Where a Thinker's Real Power Lies, Research Time, 16/10/2015

Since writing yesterday's post, I started thinking about another problem of Fukuyama's writing. I mentioned it in passing yesterday. It shows the disconnect between the networks and culture of university-based research, and the networks that enable direct political influence.

Iraq has been at war for a dozen years now, and it seems
the violence won't stop for a long time. Francis
Fukuyama's writings play a role in this. More power in
the real world than university-based philosophers dream
of in their worst nightmares.
By the standards of disciplinary academic philosophy, The End of History is an awful book. His political philosophy’s central idea is that capitalist liberal democracy is the only framework for society that perfectly recognizes universal human dignity. He bases this idea on how he understands Georg Hegel's political and historical thinking.

But he has a pretty shitty understanding of Hegel. It's too simple. He takes Hegel's idea to be equivocally clear. And when you read the books, it just isn't. 

Hegel's work spawned so much controversy because everyone who read his work knew it was a profound new way to understand humanity. It was revolutionary for its time.

The controversy was over what it implied. Fukuyama glosses over this pretty quickly. The generation after Hegel's death saw academic scholars take his ideas in conservative directions, and political agitators take them as inspirations for revolution.

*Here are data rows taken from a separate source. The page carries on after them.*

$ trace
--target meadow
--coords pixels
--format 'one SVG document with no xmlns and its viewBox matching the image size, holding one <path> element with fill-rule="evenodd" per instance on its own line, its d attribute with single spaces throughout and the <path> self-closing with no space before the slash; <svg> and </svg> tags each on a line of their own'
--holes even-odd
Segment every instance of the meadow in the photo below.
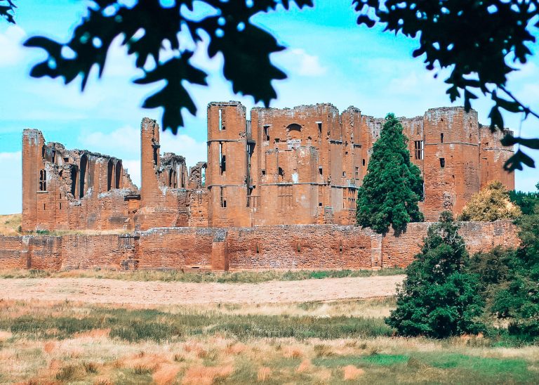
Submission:
<svg viewBox="0 0 539 385">
<path fill-rule="evenodd" d="M 392 337 L 392 297 L 176 306 L 0 301 L 0 383 L 537 383 L 539 346 Z"/>
</svg>

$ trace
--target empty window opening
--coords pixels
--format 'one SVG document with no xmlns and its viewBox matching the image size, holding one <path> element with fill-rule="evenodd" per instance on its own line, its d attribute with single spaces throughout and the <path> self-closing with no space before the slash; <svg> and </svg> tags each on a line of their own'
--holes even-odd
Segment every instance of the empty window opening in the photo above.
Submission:
<svg viewBox="0 0 539 385">
<path fill-rule="evenodd" d="M 415 159 L 421 160 L 423 159 L 423 141 L 415 141 L 414 142 Z"/>
<path fill-rule="evenodd" d="M 290 124 L 286 127 L 286 132 L 288 133 L 288 135 L 286 136 L 287 139 L 301 139 L 301 126 L 299 124 L 296 124 L 295 123 Z"/>
<path fill-rule="evenodd" d="M 221 175 L 227 171 L 227 157 L 223 154 L 222 143 L 219 143 L 219 167 L 221 171 Z"/>
<path fill-rule="evenodd" d="M 109 163 L 107 164 L 107 191 L 110 191 L 112 188 L 112 174 L 114 170 L 114 163 L 112 159 L 109 159 Z"/>
<path fill-rule="evenodd" d="M 86 154 L 81 157 L 81 176 L 79 179 L 79 197 L 84 197 L 86 192 L 86 168 L 88 167 L 88 157 Z"/>
<path fill-rule="evenodd" d="M 76 166 L 71 167 L 71 193 L 74 197 L 76 193 L 76 176 L 78 175 Z"/>
<path fill-rule="evenodd" d="M 47 171 L 39 170 L 39 191 L 47 190 Z"/>
<path fill-rule="evenodd" d="M 284 178 L 284 171 L 281 167 L 279 167 L 277 169 L 277 174 L 279 174 L 279 177 L 281 178 Z"/>
<path fill-rule="evenodd" d="M 227 196 L 225 195 L 225 188 L 224 187 L 220 188 L 220 190 L 221 207 L 225 208 L 227 207 Z"/>
<path fill-rule="evenodd" d="M 292 185 L 279 186 L 277 197 L 281 207 L 291 207 L 292 206 Z"/>
<path fill-rule="evenodd" d="M 154 145 L 154 165 L 157 166 L 157 149 L 159 148 L 157 145 Z"/>
<path fill-rule="evenodd" d="M 121 161 L 119 160 L 116 162 L 116 178 L 114 183 L 114 188 L 121 188 L 121 173 L 123 167 L 121 166 Z"/>
<path fill-rule="evenodd" d="M 348 210 L 356 209 L 356 197 L 357 194 L 354 188 L 347 188 L 342 191 L 342 208 Z"/>
</svg>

Fukuyama takes the fall of the Soviet Union and growing freedom in Chinese markets as empirical proof that the revolutionaries were wrong. Update the principles to what a mainstream Western conservative would say in 1992, and Fukuyama's a Right Hegelian

But after 200 years (and enough additional creativity that even summaries of the tradition are enormous), there were too many different arguments and detail to paper over their significance. 

No matter how remarkable the fall of the Soviet Union was (and no matter what its leaders wanted you to believe), there's more than one way to be influenced by Marx. That's what Spectres of Marx is all about. 

Think workers should be able to organize a union? You
know, Marx was part of an international union movement.
Hell, ideas we share with Marx are so ubiquitous today, they're mainstream whether you admit it or not. Do you think income inequality is dangerous to society? Should inheritance taxes be higher for large estates? Is it sensible for the state to own public utilities? All these ideas have roots in Marx. Or at least, he's among their ancestors.

Fukuyama looked at all the controversial and divergent ways to think about Hegel’s philosophy, and said with a shrug* that they were all wrong. The one correct view of the meaning of Hegel's thought is Alexandre Kojève’s.

* The End of History has such a casual tone at times, I can feel it shrugging. I’d like to write a book that can shrug, but that remains much trippier and stimulating than Fukuyama’s relaxed certainty.

Specifically Fukuyama’s interpretation of Kojève on Hegel, since even this is the subject of a lot of scholarship and argument. The priority of academic disciplines is to make your point, but engage seriously with as many (or at least the most remarkable) contenders as you can. 

Fukuyama never did any of this, and most academics dismissed The End of History as trivial and unremarkable. So why did its ideas form the heart of foreign policy thinking of the Bush-Cheney presidency?

Francis Fukuyama being more powerful in changing the
real world
than every radical Marxist scholar in
every humanities faculty in every university in North
America.
The End of History was popular among a group of people who cared nothing for the opinions of university academics. He worked in the State Department under the Reagan presidency. 

There, he made friends with many Reagan and Bush Sr officials who'd later serve in higher positions with W. He was a key figure at the Project for a New American Century think tank, and worked at the RAND Corporation since the late 1970s. 

Fukuyama didn't need the approval of a university sector network. He made his career in networks that have real influence: think tanks and the government. 

That’s why it’s important to understand Fukuyama's ideas. Not because of their influence on academic philosophers; there isn't any. It’s because his ideas are key conditions for invasions, wars, and the suffering and deaths of millions.